Overview
TensorZero Recipes are a set of pre-built workflows for optimizing your LLM applications. You can also create your own recipes to customize the workflow to your needs.
The TensorZero Gateway collects structured inference data and the downstream feedback associated with it. This dataset sets the perfect foundation for building and optimizing LLM applications. As this dataset builds up, you can use these recipes to generate powerful variants for your functions. For example, you can use this dataset to curate data to fine-tune a custom LLM, or run an automated prompt engineering workflow.
In other words, TensorZero Recipes optimize TensorZero functions by generating new variants from historical inference and feedback data.
Recipes
Supervised Fine-tuning
A fine-tuning recipe curates a dataset from your historical inferences and fine-tunes an LLM on it. You can use the feedback associated with those inferences to select the right subset of data. A simple example is to use only inferences that led to good outcomes according to a metric you defined.
We present two sample fine-tuning recipes:
See complete examples using the recipes below.
Dynamic In-Context Learning
Dynamic In-Context Learning (DICL) is a technique that leverages historical examples to enhance LLM performance at inference time. It involves selecting relevant examples from a database of past interactions and including them in the prompt, allowing the model to learn from similar contexts on-the-fly. This approach can significantly improve the model’s ability to handle specific tasks or domains without the need for fine-tuning.
We provide a sample recipe for DICL with OpenAI. The recipe supports selecting examples based on boolean metrics, float metrics, and demonstrations.
Custom Recipes
You can also create your own recipes.
Put simply, a recipe takes inference and feedback data stored that the TensorZero Gateway stored in your ClickHouse database, and generates a new set of variants for your functions. You should should be able to use virtually any LLM engineering workflow with TensorZero, ranging from automated prompt engineering to advanced RLHF workflows. See an example of a custom recipe using DSPy below.
Examples
We are working on a series of complete runnable examples illustrating TensorZero’s data & learning flywheel.

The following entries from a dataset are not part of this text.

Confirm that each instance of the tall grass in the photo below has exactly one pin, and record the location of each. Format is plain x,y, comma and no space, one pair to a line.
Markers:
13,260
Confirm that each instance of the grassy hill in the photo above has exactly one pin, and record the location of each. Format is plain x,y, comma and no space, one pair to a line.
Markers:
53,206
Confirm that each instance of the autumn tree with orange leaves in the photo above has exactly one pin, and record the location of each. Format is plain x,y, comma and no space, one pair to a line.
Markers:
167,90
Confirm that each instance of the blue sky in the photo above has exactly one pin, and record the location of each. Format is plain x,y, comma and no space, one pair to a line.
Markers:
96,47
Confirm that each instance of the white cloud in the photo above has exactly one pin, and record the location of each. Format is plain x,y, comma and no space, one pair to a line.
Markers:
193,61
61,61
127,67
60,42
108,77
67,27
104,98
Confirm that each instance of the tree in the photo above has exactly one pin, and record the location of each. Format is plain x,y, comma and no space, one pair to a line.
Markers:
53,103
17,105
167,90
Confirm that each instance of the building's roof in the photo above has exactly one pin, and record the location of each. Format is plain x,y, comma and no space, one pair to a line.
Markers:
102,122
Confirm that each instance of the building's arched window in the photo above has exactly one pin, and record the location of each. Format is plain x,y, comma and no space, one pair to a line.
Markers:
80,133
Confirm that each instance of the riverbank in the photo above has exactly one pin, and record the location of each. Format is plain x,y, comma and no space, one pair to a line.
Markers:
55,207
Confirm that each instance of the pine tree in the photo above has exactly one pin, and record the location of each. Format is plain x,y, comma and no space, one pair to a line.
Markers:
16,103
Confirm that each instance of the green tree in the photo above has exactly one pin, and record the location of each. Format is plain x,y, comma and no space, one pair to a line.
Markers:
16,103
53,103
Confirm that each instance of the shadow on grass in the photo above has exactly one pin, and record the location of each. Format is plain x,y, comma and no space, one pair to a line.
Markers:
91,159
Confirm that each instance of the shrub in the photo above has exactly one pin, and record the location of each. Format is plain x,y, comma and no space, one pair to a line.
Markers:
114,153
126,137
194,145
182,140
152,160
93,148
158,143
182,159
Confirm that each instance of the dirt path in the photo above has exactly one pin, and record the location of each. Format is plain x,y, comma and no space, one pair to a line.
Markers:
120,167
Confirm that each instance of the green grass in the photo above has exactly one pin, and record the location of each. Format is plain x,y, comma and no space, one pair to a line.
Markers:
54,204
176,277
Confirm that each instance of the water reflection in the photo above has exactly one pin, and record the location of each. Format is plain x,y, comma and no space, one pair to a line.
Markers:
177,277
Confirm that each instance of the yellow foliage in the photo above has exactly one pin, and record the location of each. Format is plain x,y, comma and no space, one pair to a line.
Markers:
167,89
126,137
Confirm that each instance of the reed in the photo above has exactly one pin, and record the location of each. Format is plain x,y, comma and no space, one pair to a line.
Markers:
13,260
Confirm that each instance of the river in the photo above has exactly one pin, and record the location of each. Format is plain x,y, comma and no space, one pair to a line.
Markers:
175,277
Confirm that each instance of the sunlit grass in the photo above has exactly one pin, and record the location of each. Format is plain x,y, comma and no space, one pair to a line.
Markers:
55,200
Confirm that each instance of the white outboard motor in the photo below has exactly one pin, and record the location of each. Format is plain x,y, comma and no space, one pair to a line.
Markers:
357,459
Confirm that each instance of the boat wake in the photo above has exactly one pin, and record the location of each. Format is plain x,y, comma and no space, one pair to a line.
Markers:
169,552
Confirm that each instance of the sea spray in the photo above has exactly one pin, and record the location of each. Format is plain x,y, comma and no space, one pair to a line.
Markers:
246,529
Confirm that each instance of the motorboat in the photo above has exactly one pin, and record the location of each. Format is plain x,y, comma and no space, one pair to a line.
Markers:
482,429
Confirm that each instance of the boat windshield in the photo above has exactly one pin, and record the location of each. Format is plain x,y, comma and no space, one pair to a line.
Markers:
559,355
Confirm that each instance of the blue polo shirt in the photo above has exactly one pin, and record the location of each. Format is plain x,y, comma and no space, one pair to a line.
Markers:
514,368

- Writing Haikus to Satisfy a Judge with Hidden Preferences — This example fine-tunes GPT-4o Mini to generate haikus tailored to a specific taste. You’ll see TensorZero’s “data flywheel in a box” in action: better variants leads to better data, and better data leads to better variants. You’ll see progress by fine-tuning the LLM multiple times.
- Improving Data Extraction (NER) by Fine-Tuning a Llama 3 Model — This example shows that an optimized Llama 3.1 8B model can be trained to outperform GPT-4o on a Named Entity Recognition (NER) task using a small amount of training data, and served by Fireworks at a fraction of the cost and latency.
- Improving Data Extraction (NER) with Dynamic In-Context Learning — This example demonstrates how Dynamic In-Context Learning (DICL) can enhance Named Entity Recognition (NER) performance by leveraging relevant historical examples to improve data extraction accuracy and consistency without having to fine-tune a model.
- Improving LLM Chess Ability with Best-of-N Sampling — This example showcases how best-of-N sampling can significantly enhance an LLM’s chess-playing abilities by selecting the most promising moves from multiple generated options.
- Improving Math Reasoning with a Custom Recipe for Automated Prompt Engineering (DSPy) — TensorZero provides a number of pre-built optimization recipes covering common LLM engineering workflows. But you can also easily create your own recipes and workflows! This example shows how to optimize a TensorZero function using an arbitrary tool — here, DSPy.